Banken emittieren aktuell vermehrt Contingent Convertible Bonds (CoCo-Bonds), um ihr regulatorisches Eigenkapital zu stärken. Insbesondere im aktuellen Niedrigzinsumfeld erscheinen CoCo-Bonds aus Anlegersicht attraktiv, da sie hohe Renditechancen bieten. Naturgemäß stehen aber auch bei diesen Produkten Chancen entsprechend hohe Risiken gegenüber. Bei CoCo-Bonds resultieren die Risiken unter anderem aus ihrer hohen Komplexität und ihrem Zweck, die Verlustabsorptionsfähigkeit von Banken zu erhöhen.

Die Übernahme der Risiken soll dem Anleger durch eine hohe Festverzinsung vergütet werden. Gerade für Privatanleger ist es jedoch eine große Herausforderung zu beurteilen, wie hoch vor dem Hintergrund zahlreicher regulatorischer Kapitalanforderungen die Wahrscheinlichkeit ist, dass die emittierende Bank später Kapital benötigen wird, und ob demnach der Zinssatz dieses Risiko tatsächlich angemessen kompensiert.

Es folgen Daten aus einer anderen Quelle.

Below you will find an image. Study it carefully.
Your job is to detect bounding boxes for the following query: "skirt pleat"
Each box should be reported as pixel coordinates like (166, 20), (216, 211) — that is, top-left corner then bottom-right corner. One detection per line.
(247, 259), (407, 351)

Wer kein tiefgreifendes Verständnis des Finanzsektors, der Funktionsweise der Bonds sowie vor allem der regulatorischen Eigenmittelanforderungen hat, sollte daher nicht in CoCo-Bonds investieren. Insbesondere für Privatanleger sind deren Risiken kaum einschätzbar. Der vorliegende Beitrag gibt einen Überblick über einige wesentliche Risiken, die Investments in CoCo-Bonds mit sich bringen. Er erhebt jedoch keinen Anspruch auf Vollständigkeit.

Was sind CoCo-Bonds?

Vereinfacht gesagt sind CoCo-Bonds unbefristete, grundsätzlich festverzinsliche Schuldverschreibungen, die zwingend entweder in Gesellschaftsanteile – meist Aktien – umzuwandeln oder aber dauerhaft oder vorübergehend herabzuschreiben sind, wenn bestimmte Auslöseereignisse (Trigger) eintreten, die in den Emissionsbedingungen festgelegt sind.

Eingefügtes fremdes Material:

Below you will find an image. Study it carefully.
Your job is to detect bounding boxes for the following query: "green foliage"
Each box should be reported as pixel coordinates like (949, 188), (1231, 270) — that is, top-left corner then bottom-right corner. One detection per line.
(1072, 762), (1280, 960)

Bei Wandlung wird der Anleger vom Fremdkapitalgeber zum Aktionär beziehungsweise Eigenkapitalgeber, ohne dies verhindern zu können. Der Trigger besteht in der Regel in dem Unterschreiten einer bestimmten regulatorischen Eigenmittelschwelle des Emittenten. Folglich erfolgt die Wandlung oder Herabschreibung zu einem Zeitpunkt, in dem der Emittent des CoCo-Bonds Kapital benötigt.

Wenngleich CoCo-Bonds gegenwärtig verstärkt in das Blickfeld von Print-und Online-Medien gelangen, ist der Begriff nicht grundsätzlich neu. Er dient schon länger zur Bezeichnung von Schuldverschreibungen, die gewandelt werden, wenn bestimmte Bedingungen eintreten (bedingte Pflichtwandelanleihen). Aufgrund ihres Status als Mischform zwischen Fremd- und Eigenkapital werden diese Anleihen im Markt teilweise auch Hybrid- oder Equity-Linked-Anleihen genannt.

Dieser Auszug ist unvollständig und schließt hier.